Lighting maintenance
Introduction
Public lighting is the public service consisting of the lighting of public roads, public parks, and other spaces of free circulation that are not in charge of any natural or legal person under private or public law, with the objective of providing adequate visibility for the normal development of activities.
In general, public lighting is a municipal service that is responsible for its installation and maintenance, although on roads or important road infrastructures, this task corresponds to the central or regional government. Most public lighting in the world uses sodium vapor, mercury vapor and LED lamps.
History
Beginning and rise
After the control of fire by humans, one of its uses was lighting. Thus it could be used with torches to illuminate some places. As this system was cumbersome and short-lived, luminaires with different oils and "Wick (rope)" wicks appeared that allowed lighting for longer and more comfortably. Terracotta lamps have been found on the plains of Mesopotamia dating from between 7000 and 7000 and others made of copper and bronze in Egypt and Persia close to the [1].
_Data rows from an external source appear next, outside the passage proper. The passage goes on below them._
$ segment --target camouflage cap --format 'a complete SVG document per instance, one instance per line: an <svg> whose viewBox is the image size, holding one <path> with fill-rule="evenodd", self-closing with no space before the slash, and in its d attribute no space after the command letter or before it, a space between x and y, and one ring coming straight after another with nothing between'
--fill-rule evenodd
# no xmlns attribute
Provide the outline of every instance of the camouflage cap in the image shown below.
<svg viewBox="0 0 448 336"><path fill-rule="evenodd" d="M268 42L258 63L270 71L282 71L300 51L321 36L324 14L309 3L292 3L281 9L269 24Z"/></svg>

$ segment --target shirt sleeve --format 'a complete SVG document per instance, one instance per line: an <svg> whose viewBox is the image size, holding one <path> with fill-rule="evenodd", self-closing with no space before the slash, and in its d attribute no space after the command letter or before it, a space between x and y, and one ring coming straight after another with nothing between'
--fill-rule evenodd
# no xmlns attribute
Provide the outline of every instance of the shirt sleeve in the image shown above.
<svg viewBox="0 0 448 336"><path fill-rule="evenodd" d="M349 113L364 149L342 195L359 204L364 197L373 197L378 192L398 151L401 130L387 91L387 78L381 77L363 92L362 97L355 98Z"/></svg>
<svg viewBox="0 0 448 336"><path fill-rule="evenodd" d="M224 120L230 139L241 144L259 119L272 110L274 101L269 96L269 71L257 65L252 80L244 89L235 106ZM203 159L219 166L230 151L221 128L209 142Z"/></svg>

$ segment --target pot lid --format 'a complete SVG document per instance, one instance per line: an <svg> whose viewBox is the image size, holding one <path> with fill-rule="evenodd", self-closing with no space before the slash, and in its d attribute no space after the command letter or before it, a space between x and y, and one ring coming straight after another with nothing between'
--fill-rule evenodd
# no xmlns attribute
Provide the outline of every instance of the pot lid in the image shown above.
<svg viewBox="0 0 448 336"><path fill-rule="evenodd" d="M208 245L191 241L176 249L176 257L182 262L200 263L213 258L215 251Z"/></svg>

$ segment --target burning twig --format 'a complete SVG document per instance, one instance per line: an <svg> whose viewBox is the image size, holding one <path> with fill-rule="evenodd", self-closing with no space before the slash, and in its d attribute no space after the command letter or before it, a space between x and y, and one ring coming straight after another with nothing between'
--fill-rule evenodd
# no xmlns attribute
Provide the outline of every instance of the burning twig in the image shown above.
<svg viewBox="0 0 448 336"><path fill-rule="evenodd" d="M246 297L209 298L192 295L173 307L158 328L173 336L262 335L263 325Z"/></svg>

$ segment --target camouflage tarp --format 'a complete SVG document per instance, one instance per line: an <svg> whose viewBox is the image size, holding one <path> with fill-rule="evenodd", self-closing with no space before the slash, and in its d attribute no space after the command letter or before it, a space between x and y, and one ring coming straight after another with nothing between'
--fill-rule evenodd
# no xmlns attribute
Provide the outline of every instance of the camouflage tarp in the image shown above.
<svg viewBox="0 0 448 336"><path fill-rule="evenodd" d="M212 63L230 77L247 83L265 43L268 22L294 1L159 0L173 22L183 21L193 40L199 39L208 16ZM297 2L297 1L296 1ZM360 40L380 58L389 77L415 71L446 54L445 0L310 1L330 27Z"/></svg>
The first known ordinances on public lighting date back to the 17th century. In France, neighbors were forced (1524) to hang a light on the door of their houses and until 1558 lanterns were not placed on street corners. In 1662, the Abbé Laudati Carraffe "organized a night surveillance corps in charge of turning them on and off. In 1667, the police lieutenant Le Reynie reformed and fixed public lighting. One of his successors, Sartines, introduced the use of reflectors or reverberators and in 1818 gas was adopted, later generally spreading to all the important cities of the world.[2].
The first use of gas lighting for public lighting was in 1807, when Frederick Albert Winsor illuminated one side of Pall Mall Street in London, after improving the system that the Frenchman Philippe Lebon had investigated years before.
The first gas streetlights required a lamplighter to walk the streets at dusk to light them manually, but years later automatic ignition devices began to be used that lit the flame when the gas flow was activated. The first streetlights were manufactured by the Arabs.[3].